Based on Drexel’s numbers, Onvector estimates that the Ion Pinch unit could save about $7,000 in electricity use in one 450-ton chiller unit per season. But for building managers, like Taylor, the greater savings could be in averting malfunctions and extending the overall life of the chilled and condensed water systems.
“If one of those chiller tubes springs a leak because of all the scale cleaning over the years it can cost approximately $100,000 to repair the damage — and that’s hoping you catch it before it leaks and shorts out the entire system,” Taylor said. “But an even bigger problem is if that disrupts service for the building and people can’t use it. In this area, every ounce of prevention is worth it.”
The technology is now part of the plans for all new chilled and condenser water systems at Drexel, according to Nicholas Haas, executive director of Technical Services and University Engineer, as part of the University’s efforts to maximize building energy efficiency and keep the systems operating at the highest level.
Cho’s next step is developing the system for use in large energy-generating facilities. He is also working on an addition to the technology that would use plasma technology to inactivate harmful microorganisms in cooling water.
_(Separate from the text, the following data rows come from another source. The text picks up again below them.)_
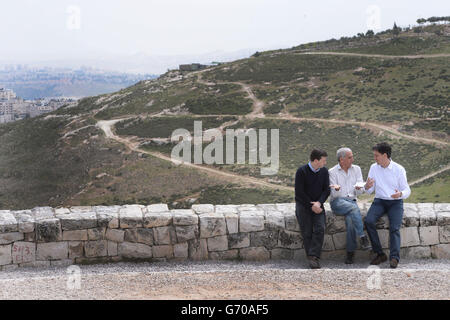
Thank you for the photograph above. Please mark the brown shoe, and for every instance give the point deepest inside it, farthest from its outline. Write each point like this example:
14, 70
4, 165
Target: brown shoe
394, 263
381, 257
314, 262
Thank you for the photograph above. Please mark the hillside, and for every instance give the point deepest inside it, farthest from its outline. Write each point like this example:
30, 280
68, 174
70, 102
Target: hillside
348, 92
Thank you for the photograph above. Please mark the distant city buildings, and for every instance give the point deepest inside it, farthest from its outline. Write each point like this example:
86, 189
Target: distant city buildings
13, 108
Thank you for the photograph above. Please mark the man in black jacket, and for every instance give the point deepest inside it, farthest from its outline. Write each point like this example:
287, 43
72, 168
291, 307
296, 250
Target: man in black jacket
312, 188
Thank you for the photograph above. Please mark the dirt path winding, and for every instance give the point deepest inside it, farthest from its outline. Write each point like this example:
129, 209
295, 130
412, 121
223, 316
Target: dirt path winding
106, 125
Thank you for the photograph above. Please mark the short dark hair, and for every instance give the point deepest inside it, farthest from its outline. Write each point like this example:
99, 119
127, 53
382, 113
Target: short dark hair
317, 154
382, 148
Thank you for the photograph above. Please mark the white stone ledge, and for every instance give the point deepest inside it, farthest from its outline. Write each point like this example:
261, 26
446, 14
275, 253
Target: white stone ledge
45, 236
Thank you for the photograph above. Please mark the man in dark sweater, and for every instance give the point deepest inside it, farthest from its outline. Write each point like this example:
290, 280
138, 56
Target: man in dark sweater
312, 188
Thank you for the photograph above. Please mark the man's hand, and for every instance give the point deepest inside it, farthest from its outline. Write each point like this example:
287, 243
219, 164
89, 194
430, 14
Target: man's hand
397, 194
335, 187
369, 184
316, 207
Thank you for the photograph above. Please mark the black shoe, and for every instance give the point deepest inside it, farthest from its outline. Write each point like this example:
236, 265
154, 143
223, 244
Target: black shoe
365, 244
394, 263
349, 259
314, 262
381, 257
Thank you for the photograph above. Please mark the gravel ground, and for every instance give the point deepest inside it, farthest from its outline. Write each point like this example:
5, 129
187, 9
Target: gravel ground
413, 279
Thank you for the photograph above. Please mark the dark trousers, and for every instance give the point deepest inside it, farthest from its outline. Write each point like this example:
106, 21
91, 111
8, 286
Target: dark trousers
394, 210
312, 227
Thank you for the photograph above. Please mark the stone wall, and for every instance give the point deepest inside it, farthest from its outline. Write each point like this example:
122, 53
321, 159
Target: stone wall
45, 236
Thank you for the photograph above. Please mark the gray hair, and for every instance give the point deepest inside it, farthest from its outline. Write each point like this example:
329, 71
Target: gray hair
342, 152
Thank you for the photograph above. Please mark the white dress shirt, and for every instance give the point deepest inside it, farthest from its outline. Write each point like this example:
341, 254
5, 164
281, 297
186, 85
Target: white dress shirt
346, 180
387, 180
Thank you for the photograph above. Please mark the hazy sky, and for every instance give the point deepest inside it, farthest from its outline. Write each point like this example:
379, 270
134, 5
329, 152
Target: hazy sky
49, 29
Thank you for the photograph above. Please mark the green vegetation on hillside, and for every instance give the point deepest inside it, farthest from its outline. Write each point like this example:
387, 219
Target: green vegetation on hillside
162, 127
435, 189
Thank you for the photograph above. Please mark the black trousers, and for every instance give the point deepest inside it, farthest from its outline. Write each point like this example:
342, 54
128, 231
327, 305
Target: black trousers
312, 227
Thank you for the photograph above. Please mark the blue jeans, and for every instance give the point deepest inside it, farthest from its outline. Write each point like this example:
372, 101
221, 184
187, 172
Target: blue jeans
394, 210
353, 221
312, 228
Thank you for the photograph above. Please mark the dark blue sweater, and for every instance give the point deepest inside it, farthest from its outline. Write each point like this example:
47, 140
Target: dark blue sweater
311, 186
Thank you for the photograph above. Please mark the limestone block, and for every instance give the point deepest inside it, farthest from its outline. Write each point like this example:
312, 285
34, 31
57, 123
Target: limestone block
25, 220
442, 207
184, 217
98, 248
267, 239
62, 263
42, 213
8, 222
441, 251
61, 211
291, 222
180, 250
5, 254
340, 240
203, 208
212, 225
164, 235
115, 235
134, 250
383, 235
328, 244
427, 215
96, 233
429, 235
164, 251
157, 219
131, 216
185, 233
108, 216
52, 251
219, 243
238, 240
411, 216
267, 207
443, 218
334, 223
75, 235
290, 239
254, 254
415, 252
274, 220
409, 237
232, 220
113, 249
224, 255
78, 220
76, 249
247, 207
198, 249
249, 222
299, 255
10, 237
288, 208
281, 254
444, 234
144, 235
159, 207
227, 208
48, 230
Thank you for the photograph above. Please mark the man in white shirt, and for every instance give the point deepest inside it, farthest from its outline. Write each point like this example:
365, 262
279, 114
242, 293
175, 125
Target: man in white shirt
388, 179
346, 184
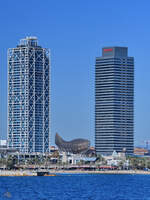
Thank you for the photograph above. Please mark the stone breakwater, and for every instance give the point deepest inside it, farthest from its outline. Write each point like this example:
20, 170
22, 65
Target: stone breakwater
34, 173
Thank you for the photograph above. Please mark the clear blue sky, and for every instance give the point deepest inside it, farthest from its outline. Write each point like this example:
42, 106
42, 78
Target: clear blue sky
75, 31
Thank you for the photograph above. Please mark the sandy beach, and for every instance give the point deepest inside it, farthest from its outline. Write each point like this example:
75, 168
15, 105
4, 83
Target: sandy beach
34, 173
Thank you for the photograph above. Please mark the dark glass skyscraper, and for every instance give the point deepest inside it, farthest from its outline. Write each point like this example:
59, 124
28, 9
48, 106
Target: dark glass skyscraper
114, 101
28, 97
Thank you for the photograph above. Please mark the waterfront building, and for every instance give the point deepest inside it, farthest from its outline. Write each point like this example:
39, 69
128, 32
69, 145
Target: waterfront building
114, 101
28, 97
76, 146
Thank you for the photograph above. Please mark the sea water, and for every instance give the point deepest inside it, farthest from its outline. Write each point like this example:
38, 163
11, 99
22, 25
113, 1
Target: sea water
76, 187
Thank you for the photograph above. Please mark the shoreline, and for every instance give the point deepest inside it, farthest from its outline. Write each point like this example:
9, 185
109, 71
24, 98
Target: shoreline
59, 172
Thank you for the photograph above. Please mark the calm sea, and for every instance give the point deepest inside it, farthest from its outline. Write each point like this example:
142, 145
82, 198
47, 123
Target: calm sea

“On a much larger scale, this technology could really improve the efficiency of our power generation utilities, in which water evaporation also plays a key role,” Cho said. “Cooling water is a basic economic input often overlooked by industry leaders and policy-makers. Cooling is the largest usage of water in the U.S. — even greater than irrigation. And it accounts for approximately 10 percent of natural energy consumption. High-efficiency, non-chemical cooling water treatment innovation — like our technology — aims to cut the efficiency crisis in the water-energy nexus at its trunk, where it is widest and most burdensome.”